Jongin hanya menunduk dalam diam. Ia masih sibuk menerka-nerka siapa pengirim komplotan itu dan bagaimana mungkin mereka mengetahui bahwa raja dan ungeom-nya sedang berada di jalanan ketika malam sudah selarut ini.

"Sebaiknya kita segera pergi dari sini. Saya rasa fajar akan tiba beberapa jam lagi."

Chanyeol menatap bulan pucat yang telah condong ke arah barat, sinarnya mulai redup seiring dengan kabut yang semakin tebal. Dalam situasi seperti itu, sudah tak mungkin lagi bagi mereka untuk kembali ke istana dengan mudah.

"Oh, bagus sekali," pemuda jangkung itu menghela nafas kesal. "kita tak membawa lentera dan aku bahkan menggiringmu ke tempat yang sama sekali tidak kukenal."

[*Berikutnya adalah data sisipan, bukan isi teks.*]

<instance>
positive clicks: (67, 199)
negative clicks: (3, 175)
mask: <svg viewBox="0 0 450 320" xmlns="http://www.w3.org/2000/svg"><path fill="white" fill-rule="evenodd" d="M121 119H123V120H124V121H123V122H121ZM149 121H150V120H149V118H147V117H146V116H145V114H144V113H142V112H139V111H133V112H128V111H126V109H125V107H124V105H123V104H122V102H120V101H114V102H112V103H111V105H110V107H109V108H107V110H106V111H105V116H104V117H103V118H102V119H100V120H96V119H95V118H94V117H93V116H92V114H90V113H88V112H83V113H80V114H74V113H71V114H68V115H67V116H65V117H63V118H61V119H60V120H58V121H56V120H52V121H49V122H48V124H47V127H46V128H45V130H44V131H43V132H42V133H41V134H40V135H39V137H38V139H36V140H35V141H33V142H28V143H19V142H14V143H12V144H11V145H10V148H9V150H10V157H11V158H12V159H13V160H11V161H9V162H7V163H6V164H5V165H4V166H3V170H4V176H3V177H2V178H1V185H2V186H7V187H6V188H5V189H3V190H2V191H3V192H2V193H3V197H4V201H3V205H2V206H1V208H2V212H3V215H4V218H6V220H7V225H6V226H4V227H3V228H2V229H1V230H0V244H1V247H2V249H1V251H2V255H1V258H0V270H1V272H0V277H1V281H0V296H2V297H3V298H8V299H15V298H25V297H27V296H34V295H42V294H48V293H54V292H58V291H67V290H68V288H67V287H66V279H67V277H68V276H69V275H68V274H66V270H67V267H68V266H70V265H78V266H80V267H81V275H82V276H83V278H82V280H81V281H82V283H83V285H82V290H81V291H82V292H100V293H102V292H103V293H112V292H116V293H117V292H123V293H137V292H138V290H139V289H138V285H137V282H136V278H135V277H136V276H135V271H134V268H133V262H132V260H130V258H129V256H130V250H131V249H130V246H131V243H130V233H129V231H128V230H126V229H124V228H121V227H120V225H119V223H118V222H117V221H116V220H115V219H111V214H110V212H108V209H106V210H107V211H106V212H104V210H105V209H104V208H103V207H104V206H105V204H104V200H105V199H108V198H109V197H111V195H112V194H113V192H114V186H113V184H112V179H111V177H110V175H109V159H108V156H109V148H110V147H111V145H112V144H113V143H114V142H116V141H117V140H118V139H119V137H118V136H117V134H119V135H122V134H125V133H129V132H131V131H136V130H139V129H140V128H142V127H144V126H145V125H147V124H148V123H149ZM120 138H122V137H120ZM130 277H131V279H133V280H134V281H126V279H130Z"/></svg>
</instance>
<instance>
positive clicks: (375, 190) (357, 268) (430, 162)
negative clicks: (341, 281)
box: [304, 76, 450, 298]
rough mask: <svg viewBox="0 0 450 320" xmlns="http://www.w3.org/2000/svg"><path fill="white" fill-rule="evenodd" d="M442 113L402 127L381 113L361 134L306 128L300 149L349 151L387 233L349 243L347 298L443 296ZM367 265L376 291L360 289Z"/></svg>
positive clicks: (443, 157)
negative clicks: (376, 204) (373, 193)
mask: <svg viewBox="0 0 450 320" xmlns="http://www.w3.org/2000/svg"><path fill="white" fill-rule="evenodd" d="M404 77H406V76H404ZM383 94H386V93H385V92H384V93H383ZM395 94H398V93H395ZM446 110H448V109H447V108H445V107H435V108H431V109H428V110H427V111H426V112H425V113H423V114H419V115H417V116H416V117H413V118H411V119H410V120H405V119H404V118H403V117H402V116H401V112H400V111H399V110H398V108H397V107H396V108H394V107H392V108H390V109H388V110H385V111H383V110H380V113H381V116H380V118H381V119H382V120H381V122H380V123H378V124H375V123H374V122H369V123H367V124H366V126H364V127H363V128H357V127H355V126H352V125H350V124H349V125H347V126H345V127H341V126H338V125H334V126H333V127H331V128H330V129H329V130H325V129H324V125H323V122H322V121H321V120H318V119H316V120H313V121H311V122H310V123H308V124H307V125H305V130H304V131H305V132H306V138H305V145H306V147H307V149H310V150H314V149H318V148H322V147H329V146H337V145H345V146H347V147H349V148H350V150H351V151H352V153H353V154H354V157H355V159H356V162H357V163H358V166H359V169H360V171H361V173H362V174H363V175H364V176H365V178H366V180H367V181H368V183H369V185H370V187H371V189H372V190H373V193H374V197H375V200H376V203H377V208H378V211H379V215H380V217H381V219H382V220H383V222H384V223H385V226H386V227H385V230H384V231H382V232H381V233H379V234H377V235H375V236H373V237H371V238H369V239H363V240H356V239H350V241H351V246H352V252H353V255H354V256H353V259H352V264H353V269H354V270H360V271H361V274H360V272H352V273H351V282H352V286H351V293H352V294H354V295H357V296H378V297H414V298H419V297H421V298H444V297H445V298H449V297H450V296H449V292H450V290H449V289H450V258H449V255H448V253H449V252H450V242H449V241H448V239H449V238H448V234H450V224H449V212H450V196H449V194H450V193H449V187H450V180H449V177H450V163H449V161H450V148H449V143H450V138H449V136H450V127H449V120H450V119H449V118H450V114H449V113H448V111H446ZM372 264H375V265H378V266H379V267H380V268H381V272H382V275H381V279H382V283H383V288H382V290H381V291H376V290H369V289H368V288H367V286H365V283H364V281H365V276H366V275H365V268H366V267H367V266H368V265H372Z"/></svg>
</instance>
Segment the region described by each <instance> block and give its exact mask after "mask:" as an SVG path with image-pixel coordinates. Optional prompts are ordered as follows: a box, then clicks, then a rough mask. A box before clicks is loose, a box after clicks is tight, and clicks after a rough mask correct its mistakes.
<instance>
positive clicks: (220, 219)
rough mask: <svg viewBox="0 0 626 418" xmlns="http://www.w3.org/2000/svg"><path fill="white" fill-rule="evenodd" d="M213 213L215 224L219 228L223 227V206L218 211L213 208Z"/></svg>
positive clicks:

"Saya pun sejujurnya juga tidak tahu tempat macam apa ini, Jeonha." ujar Jongin pelan seraya mengamati kabut yang turun dengan cepat. "Beberapa tempat di hutan ini memiliki kontur yang mirip, sehingga di siang hari pun terkadang kita merasa berada di daerah yang sama berkali-kali."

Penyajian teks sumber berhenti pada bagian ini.